A death row inmate is suing the governor and state prison commissioner in an attempt to block Indiana’s use of capital punishment.
The lawsuit filed on behalf of Roy Lee Ward says the death penalty violates several portions of Indiana’s Constitution, including the right to life and the prohibition on cruel and unusual punishment.
Ward was sentenced to death in 2002 for rape and murder, but has no execution date.
Attorney David Frank is representing Ward. He says the lawsuit doesn’t dispute the severity of the crimes those on death row committed, but says the state hasn’t made a case for why those specific inmates should face death.
"The practice and implementation by the state of Indiana of capital punishment has become vindictive, illegitimate and arbitrary and capricious," Frank says.
The lawsuit also points to several neighboring states that have abolished their death penalties.

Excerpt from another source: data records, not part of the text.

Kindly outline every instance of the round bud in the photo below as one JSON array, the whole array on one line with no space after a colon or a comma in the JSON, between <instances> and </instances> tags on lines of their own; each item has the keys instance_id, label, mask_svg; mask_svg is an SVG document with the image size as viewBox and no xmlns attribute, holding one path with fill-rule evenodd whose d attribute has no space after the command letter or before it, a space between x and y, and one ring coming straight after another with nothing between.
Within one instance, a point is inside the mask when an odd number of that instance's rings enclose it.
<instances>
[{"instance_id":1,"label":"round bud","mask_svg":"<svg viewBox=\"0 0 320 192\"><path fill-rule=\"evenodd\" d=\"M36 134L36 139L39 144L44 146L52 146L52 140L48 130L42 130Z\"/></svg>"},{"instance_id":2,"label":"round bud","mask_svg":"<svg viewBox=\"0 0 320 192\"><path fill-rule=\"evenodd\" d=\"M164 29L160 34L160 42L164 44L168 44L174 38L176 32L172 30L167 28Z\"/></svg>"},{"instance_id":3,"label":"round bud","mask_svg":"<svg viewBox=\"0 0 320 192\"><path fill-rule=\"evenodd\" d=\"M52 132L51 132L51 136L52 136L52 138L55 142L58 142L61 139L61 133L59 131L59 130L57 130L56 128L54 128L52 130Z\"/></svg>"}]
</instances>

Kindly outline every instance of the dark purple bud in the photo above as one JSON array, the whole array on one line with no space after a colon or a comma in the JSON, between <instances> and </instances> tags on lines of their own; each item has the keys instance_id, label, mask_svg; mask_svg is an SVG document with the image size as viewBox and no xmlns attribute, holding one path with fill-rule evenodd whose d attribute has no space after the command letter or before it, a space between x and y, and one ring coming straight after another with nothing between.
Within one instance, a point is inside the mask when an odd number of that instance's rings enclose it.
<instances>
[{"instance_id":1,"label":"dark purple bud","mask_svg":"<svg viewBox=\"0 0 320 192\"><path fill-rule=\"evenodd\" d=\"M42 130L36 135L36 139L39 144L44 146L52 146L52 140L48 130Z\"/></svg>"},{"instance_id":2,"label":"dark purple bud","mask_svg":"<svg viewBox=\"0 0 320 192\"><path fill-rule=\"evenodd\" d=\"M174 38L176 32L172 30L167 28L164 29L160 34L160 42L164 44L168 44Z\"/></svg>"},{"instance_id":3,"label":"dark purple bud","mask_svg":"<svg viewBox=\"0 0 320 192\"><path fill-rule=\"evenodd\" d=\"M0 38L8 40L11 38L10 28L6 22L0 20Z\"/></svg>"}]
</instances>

It says the Washington Supreme Court found that state's death penalty unconstitutional for similar reasons.
The suit asks for both a preliminary and permanent injunction to stop Indiana from carrying out any executions.
Ward previously sued the state for the way it went about selecting a new lethal injection method.
Ward argued the Department of Correction skirted rule-making processes required by state law when it adopted the new lethal injection cocktail.
Indiana’s Supreme Court ruled against Ward, allowing the state to use the new drug.
In 2017 legislators included language in the state budget that allows Indiana to keep the identity of vendors who provide lethal injection drugs confidential.
Indiana hasn’t executed anyone for nearly a decade and has no scheduled executions.